The University of Oxford disclosed a new data breach last week after being informed by its third-party provider, Group GTI, that its CareerConnect career services platform had been compromised.
This platform is also used by other UK educational organizations, such as King’s College London and the University of Manchester, to run their institution-specific career hubs.
Founded in 1096, Oxford is a collegiate research university comprising 43 autonomous colleges with more than 26,000 students and over 5,900 research, teaching and research support staff, and is the oldest university in the English-speaking world.
Oxford University said the CareerConnect platform was breached on May 28 by attackers who gained access to users’ first names, last names, email addresses, and encrypted passwords (for users who do not sign in using Single Sign-On (SSO).
“Alumni, research staff and employer users access CareerConnect with a password set locally on CareerConnect. These passwords were invalidated by GTI and users will be asked to reset their password next time they sign in,” the university said.
“There is no evidence that course information, uploaded files, appointment information, or financial information were involved in this incident. GTI has stated this breach appeared to be focused on gathering credentials which may lead to phishing attempts.”
The institution noted that the incident affected only GTI’s third-party system and that there is no evidence that the attack has compromised university systems. Additionally, GTI and the university have found no evidence that students’ passwords or financial information have been accessed.
It also warned staff, students, and external CareerConnect users that they might be targeted by phishing or scam emails.
This is the second data breach disclosed by Oxford University this year, following the ShinyHunters extortion gang’s breach of Instructure’s Canvas learning management system (LMS), which the university uses, in early May.
After the attack, the hackers claimed to have stolen 280 million records tied to students and staff from 8,809 colleges, school districts, and online education platforms worldwide.
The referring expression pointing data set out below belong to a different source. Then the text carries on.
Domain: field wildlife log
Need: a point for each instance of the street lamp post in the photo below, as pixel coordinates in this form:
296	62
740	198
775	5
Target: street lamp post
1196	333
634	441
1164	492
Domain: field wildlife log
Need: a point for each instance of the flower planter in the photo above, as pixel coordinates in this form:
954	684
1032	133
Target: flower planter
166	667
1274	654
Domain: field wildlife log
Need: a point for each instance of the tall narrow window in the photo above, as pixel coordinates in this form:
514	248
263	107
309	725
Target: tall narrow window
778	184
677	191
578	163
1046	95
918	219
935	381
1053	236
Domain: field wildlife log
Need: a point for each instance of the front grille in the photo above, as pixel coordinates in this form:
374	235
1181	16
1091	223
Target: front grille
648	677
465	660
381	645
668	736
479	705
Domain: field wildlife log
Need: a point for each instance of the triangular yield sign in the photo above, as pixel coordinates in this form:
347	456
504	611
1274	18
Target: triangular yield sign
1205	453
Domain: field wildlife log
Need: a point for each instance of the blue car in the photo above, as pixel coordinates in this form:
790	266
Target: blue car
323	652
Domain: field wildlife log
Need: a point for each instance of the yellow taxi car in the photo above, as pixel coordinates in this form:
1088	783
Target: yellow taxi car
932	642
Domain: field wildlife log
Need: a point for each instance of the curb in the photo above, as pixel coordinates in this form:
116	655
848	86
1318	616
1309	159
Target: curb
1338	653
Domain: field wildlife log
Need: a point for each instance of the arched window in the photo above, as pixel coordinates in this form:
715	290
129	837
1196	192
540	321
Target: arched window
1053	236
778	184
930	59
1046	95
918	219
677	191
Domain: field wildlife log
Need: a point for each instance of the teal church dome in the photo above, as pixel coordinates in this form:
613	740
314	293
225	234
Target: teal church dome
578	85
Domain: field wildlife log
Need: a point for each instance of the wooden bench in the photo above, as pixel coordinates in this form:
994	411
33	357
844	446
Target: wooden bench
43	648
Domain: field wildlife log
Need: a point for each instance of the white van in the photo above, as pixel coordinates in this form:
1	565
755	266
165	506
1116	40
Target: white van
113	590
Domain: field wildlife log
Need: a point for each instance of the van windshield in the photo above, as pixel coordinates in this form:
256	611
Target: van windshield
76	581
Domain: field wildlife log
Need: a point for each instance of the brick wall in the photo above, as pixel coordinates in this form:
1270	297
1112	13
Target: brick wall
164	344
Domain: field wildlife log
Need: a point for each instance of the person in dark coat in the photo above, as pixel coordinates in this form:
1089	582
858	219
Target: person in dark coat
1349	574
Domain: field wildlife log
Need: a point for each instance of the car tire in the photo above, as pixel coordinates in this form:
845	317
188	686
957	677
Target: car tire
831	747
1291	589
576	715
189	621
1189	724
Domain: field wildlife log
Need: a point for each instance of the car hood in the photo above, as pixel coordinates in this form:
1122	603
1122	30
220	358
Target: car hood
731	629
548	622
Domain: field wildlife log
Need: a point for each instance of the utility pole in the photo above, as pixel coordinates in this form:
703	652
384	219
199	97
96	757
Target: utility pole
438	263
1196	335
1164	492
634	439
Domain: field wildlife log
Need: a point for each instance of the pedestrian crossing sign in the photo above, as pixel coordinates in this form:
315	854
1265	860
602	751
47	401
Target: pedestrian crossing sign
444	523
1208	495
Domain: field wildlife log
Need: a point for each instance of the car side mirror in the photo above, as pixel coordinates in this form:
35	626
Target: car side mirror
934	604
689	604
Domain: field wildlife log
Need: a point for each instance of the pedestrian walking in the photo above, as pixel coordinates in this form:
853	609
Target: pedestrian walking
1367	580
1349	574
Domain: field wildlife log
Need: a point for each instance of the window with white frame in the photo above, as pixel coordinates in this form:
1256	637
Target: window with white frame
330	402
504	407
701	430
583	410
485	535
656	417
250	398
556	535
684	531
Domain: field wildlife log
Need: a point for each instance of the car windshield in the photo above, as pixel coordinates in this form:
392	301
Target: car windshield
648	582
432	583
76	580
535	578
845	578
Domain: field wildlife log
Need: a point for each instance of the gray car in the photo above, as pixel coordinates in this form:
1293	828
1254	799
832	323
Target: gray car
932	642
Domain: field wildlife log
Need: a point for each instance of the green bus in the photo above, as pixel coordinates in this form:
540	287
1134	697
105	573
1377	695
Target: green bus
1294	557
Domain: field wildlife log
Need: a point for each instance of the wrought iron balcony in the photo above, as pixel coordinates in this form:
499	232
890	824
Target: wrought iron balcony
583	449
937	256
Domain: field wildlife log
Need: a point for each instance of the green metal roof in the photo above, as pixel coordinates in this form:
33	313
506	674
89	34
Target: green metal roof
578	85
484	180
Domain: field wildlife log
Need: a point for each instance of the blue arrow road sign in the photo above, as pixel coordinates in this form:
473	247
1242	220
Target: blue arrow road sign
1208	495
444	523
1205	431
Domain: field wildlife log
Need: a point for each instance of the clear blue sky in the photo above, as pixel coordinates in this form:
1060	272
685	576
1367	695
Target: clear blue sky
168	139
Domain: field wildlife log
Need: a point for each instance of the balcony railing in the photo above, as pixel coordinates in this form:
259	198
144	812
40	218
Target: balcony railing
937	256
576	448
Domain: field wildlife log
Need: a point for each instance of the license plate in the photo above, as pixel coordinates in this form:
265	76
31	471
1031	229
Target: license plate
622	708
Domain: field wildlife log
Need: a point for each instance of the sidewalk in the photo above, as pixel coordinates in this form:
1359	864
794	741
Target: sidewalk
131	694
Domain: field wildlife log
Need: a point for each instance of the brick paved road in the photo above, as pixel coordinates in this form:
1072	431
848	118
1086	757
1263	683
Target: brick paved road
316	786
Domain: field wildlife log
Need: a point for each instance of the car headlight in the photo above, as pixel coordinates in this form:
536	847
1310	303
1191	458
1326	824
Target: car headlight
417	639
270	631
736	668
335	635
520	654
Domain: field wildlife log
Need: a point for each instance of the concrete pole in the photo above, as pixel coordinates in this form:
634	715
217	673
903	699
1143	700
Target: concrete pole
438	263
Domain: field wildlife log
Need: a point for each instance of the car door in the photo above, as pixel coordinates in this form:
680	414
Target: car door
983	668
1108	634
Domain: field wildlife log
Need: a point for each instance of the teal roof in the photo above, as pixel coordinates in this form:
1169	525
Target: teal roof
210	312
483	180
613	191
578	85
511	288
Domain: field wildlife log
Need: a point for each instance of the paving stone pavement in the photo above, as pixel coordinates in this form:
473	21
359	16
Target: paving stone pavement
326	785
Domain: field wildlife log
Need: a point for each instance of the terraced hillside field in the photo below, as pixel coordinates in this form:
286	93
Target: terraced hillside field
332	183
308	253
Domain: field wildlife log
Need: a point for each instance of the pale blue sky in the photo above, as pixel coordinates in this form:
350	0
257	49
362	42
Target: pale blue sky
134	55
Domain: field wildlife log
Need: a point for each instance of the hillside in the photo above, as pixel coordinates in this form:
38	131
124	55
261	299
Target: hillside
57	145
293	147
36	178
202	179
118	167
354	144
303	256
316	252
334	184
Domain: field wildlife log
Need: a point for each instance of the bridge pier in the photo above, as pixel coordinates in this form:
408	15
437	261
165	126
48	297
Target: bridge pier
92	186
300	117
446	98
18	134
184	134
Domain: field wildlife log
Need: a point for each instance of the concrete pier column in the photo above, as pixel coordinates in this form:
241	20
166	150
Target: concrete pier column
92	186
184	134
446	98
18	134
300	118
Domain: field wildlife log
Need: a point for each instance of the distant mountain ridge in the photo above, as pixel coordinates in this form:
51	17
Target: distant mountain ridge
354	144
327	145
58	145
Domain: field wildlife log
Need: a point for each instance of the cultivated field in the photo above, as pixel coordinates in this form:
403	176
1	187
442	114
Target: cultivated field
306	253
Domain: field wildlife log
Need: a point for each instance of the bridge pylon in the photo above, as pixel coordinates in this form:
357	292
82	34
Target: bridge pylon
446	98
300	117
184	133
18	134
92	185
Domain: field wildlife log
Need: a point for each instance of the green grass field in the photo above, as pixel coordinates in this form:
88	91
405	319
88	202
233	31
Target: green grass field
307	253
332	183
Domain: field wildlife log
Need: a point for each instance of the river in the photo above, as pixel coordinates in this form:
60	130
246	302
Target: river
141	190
Instructure reached an agreement with the cybercrime group, saying that the hackers returned the stolen data and provided shred logs confirming its destruction.
Oxford University confirmed it was one of the victims, adding that its systems were not compromised and that the exposed data was limited to usernames, Canvas email addresses, messages exchanged between users on the platform, course names, and course enrolment information.
An Oxford University spokesperson was not immediately available when contacted by BleepingComputer earlier today for comment on the CareerConnect data breach.